Schools require minimum of math

Most school districts in Washington exceed the number of English and social studies credits required by the state to graduate but just meet the state minimum in math and science.

And Snohomish County mirrors that trend, which was reported in a state Board of Education study released earlier this week.

Statewide, 92 percent of districts exceeded the state minimum three-credit requirement in English, while about 60 percent required the state minimum of two credits of math.

All districts in Snohomish and Island counties require more than three English credits. Only Mukilteo, South Whidbey and Sultan require three math credits for next year’s graduates, according to the state report.

Several districts, including Everett and Marysville, have already decided to require three math credits in the years ahead. Their requirement will take effect before the state adds a third math credit around 2012.

The Legislature voted last spring to require the state board to revise the high school graduation requirements to include a minimum of three math credits.

Twenty-seven states now require three or more years of math. That number will jump to 37 by 2011.

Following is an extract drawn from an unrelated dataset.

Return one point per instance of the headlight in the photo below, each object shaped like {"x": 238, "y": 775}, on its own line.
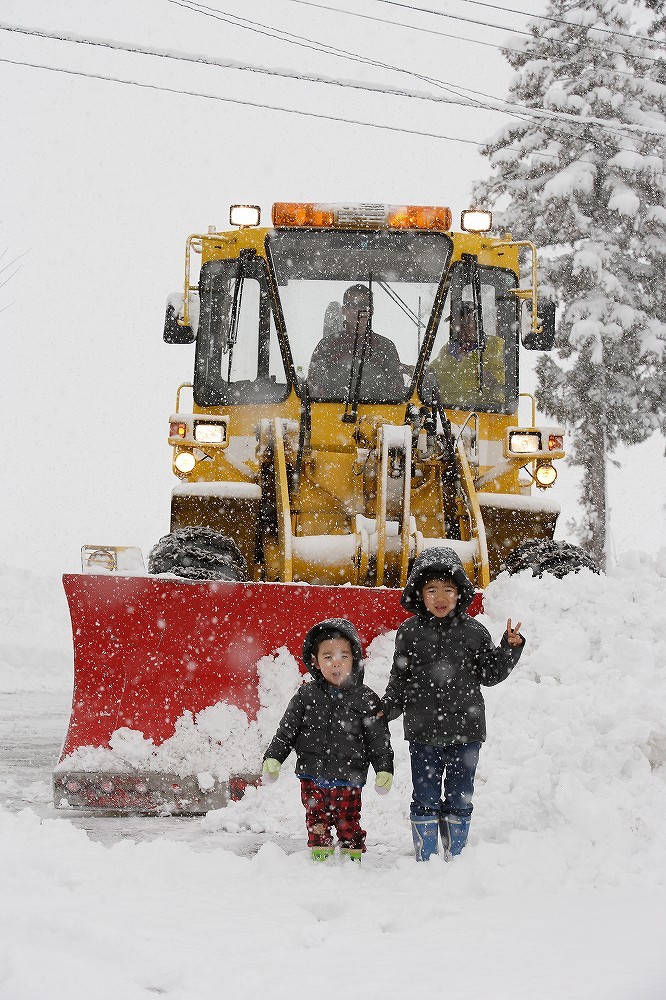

The state board gathered information about credit requirements from Washington’s 246 districts that have high schools.

The study found that larger school districts generally require fewer credits than small districts. It also found that just 19 percent of school districts exceed the state’s minimum two-credit requirement in science.

Kathe Taylor, policy director for the state board, said it is interesting that the majority of districts require a state minimum in math but exceed the requirement in English.

“At the same time, student performance on the WASL is most impressive in reading and writing versus math,” she said.

The state board will need to decide by Dec. 1 what will be required within the three credits of high school math. Many districts now requiring two math credits don’t specify what that math includes and many students graduate without taking geometry. In some cases, the math they take is not considered high-school-level math.

In Marysville, for instance, a study last year found 14 different varieties of math instruction offered to students over the four years of high school.

“The goal is we need kids to be taking high-school-level math,” said Marysville Superintendent Larry Nyland, a member of a statewide panel reviewing the state’s math programs.

Taylor said the state board has already decided to require that the three credits be at high school level but has yet to decide what that means.

“I think that probably is the $64 million question,” Taylor said.

It could mean the equivalent of two credits of algebra and a credit of geometry. One credit is equal to about 150 hours of teaching time.

The state study also found:

  • 89 percent of districts exceed the state minimum 5.5-credit requirement for electives.
  • No districts exceed the one-credit requirement in the arts.
  • 76 percent meet but don’t exceed the minimum two-credit requirement in health and fitness.